Atlas Obscura is organizing trips! Join us on an adventure »
Today Only: 50% off Atlas Obscura books and calendars at Barnes & Noble »

Lakewood, Colorado

Casa Bonita

At this Denver landmark, the meals are compulsory, the sopapillas are complimentary, and the insanity is everywhere. 

Do you want to have dinner in a 52,000-square-foot Colorado strip mall replica Mexican village having a “fiesta” amidst gun fights and gorilla hijinx and hey let’s catch a puppet show and have some caricatures drawn while we’re at it? Then you should check out, Casa Bonita.

The gleaming pink tower of Casa Bonita leaps 85 feet into the air, dwarfing the surrounding nondescript suburban Denver commercial properties. The gold-leafed dome on top of the tower terminates in a statue of the last Aztec emperor and the restaurant below can seat 1,000 people at a time and features a holographic monster at the bottom of a wishing well and yes I know this is a lot of incongruous information to process all at once but just relax and enjoy the ride, because you’re at Casa Bonita.

First thing you do once you’re inside is you order your meal, then pick it up on a plastic tray cafeteria-style, then head to your table in one of several themed sections (“The Terrace,” “The Vista,” “The Palace,” and so on) and savor your meal while you take in some table magic, or fire juggling, or relentless mariachi music. Welcome to life in “The Most Exciting Restaurant in the World.”

Don’t get too full, though, as every meal comes with all the delicious, pillowy, housemade sopapillas you care to eat. Want seconds or thirds or however-manys while you watch cliff divers somersault from the top of a 30-foot indoor waterfall? Just raise the little flag on your table. And everybody at your table over the age of two will be entitled to those sopapillas, because everybody over the age of two is required to purchase a meal. Hey, you can’t enter El Dorado for free, “amigos.” Buy the ticket, take the ride (the “ticket” here is, by all accounts, a totally serviceable dinner).

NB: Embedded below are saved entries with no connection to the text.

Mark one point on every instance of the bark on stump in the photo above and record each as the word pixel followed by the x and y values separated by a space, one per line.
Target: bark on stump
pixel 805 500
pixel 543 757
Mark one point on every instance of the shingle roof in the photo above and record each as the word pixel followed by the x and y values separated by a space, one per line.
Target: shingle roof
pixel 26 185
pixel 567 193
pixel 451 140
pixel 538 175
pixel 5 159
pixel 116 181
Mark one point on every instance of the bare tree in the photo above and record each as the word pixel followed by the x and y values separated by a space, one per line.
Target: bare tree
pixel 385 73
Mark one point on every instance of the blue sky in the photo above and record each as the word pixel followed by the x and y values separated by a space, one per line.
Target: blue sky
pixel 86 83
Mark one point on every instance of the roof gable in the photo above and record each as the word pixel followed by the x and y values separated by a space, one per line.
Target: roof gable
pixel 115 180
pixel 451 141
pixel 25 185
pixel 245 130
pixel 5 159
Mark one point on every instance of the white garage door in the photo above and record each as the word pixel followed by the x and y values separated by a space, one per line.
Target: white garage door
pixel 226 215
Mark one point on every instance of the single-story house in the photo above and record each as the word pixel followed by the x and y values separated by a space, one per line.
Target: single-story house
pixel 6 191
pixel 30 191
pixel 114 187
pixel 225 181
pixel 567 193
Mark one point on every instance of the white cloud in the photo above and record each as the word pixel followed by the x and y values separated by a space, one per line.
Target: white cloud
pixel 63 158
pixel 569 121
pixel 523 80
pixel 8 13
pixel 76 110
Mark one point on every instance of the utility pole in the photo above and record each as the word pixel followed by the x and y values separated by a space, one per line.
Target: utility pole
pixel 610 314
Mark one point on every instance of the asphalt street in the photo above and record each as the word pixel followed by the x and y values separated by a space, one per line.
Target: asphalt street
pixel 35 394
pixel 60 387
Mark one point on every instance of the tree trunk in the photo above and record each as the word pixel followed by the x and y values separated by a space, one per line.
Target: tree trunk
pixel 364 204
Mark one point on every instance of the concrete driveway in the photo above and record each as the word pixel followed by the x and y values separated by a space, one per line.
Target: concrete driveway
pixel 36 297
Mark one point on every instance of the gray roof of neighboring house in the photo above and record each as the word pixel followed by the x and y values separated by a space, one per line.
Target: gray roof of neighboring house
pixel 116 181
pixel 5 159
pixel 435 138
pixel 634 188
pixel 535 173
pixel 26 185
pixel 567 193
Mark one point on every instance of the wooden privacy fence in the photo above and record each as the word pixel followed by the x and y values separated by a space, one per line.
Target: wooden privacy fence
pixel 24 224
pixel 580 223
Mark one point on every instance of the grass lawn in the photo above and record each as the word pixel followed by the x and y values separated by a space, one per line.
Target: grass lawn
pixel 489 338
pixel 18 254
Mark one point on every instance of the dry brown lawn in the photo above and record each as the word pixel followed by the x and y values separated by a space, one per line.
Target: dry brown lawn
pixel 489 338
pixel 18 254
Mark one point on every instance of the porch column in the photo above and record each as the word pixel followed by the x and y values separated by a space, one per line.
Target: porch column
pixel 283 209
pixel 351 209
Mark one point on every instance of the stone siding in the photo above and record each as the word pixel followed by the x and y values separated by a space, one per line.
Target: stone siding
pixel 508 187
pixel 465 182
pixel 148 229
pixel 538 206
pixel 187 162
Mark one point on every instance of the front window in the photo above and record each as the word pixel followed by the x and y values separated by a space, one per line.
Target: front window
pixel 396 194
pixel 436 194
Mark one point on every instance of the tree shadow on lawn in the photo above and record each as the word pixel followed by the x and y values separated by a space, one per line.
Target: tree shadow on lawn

After you’re done eating, explore Black Bart’s Haunted Cave — IF YOU DARE! — take some old-timey cowboy photos, and get your skee ball on. Watch some more cliff diving. Help the Sheriff bust Black Bart himself for pinching sopapillas. Hey, did you know that The Fray held the launch party for their second album at Casa Bonita? You remember The Fray, right? Well, they did.

In other words, that South Park episode where Cartman is obsessed with Casa Bonita seemed like outlandish parody, but was in fact sober documentary. Casa Bonita is absurd and crazy and wonderful. South Park Studios is located in a building that they named after Casa Bonita. Everytime that episode re-airs, Casa Bonita enjoys at 10% bump in sales.

Amazingly enough, Casa Bonita was built in 1974 as part of a CHAIN OF CASA BONITAS that started in Oklahoma City. The Lakewood location was the last and most lavish built, and thus is the last one standing. The entertainment restaurant was designated a historical landmark by the Lakewood Historical Society in 2015. Kids love Casa Bonita — which should go without saying, since kids are delightful lunatics.